W obecnych czasach operacja chirurgicznego usuwania blaszek miażdżycowych z tętnic szyjnych stanowi nadal standard leczenia, jednak w wielu ośrodkach szeroko wprowadza się metody wewnątrznaczyniowe polegające na operacji przewężonego naczynia tętniczego od jego wnętrza. Tak jak w klasycznej arteriografii podczas tego zabiegu wprowadzany jest odpowiedni cewnik do tętnicy udowej w okolicy pachwiny. Następnie cewnik ten wsuwany jest poprzez aortę do tętnic szyjnych., gdzie możliwe jest wykonanie tak zwanej plastyki tętnicy i/lub założenie stentu. Plastyka polega na wprowadzeniu do zwężonego miejsca specjalnego balonu, który wypełniamy pod ciśnieniem, rozpychając ściany tętnicy. Aby utrwalić dokonane poszerzenie ściany tętnicy, możemy je wzmocnić stentem, który jest metalową rurką wykonaną z siatki.

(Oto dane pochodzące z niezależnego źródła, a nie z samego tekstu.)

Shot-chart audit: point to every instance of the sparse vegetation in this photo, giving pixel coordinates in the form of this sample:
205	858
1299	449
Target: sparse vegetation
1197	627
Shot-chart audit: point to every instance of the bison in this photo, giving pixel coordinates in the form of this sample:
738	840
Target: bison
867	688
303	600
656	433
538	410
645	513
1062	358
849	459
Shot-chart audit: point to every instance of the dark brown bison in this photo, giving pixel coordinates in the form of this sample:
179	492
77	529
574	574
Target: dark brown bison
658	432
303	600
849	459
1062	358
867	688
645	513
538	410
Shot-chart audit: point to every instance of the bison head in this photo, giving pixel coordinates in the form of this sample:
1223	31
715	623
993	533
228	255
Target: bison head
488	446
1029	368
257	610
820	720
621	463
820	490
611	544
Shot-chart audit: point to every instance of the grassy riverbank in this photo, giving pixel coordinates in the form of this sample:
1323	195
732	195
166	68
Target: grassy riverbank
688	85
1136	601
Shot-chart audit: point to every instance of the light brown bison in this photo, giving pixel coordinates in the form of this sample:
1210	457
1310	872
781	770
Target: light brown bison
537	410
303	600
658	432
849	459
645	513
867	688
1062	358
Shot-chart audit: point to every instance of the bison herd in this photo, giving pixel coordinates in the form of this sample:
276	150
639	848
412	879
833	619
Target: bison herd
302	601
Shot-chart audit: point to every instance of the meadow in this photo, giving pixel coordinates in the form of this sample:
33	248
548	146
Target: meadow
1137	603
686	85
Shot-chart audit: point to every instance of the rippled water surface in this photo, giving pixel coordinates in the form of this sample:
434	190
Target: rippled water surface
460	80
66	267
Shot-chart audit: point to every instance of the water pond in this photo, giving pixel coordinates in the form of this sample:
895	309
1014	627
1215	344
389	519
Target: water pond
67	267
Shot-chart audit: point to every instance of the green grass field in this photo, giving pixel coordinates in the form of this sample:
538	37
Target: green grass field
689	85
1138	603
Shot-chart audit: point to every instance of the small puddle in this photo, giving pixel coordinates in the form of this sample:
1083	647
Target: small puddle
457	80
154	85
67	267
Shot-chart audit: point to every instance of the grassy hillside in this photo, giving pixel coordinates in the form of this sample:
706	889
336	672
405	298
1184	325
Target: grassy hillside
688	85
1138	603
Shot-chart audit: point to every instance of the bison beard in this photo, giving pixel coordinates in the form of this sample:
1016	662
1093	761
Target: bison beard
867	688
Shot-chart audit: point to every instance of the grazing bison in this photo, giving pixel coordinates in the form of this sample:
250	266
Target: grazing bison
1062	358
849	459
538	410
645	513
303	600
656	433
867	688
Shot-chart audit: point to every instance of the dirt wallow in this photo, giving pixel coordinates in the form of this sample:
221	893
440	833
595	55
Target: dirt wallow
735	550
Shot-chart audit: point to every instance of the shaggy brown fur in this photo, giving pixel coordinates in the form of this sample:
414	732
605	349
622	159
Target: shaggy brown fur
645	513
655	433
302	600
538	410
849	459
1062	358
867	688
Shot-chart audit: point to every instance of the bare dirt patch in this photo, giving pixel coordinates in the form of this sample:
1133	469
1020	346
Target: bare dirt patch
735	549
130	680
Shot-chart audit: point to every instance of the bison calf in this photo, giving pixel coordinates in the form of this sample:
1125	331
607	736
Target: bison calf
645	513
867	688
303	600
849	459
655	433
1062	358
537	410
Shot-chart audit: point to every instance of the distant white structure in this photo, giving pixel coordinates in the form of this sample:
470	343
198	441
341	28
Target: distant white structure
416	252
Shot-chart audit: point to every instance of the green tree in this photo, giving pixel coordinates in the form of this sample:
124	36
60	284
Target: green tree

Największym niebezpieczeństwem wszystkich zabiegowych sposobów leczenia zwężenia tętnic szyjnych, jest możliwość urywania się fragmentów blaszek miażdżycowych wraz z zakrzepami do światła tętnicy i wywołanie udaru mózgu. Jednym ze sposobów radzenia sobie z tym powikłaniem jest stosowanie specjalnych siatek („parasolek”), które wyłapują materiał zatorowy podczas operacji. Siatkę taką umieszcza się na cewniku, który wprowadzany jest między operowane miejsce a mózg.

Mimo iż leczenie zabiegowe miażdżycy tętnic szyjnych stosowane jest i udoskonalane od dziesięcioleci, to nawet najnowocześniejsze metody leczenia tej niebezpiecznej choroby nie są pozbawione ryzyka wystąpienia powikłań niedokrwiennych. Dlatego też przede wszystkim należy stosować się do wszystkich zasad profilaktyki miażdżycy, które nawet w przypadkach zaawansowanej choroby potrafią chronić przed przykrą koniecznością leczenia operacyjnego.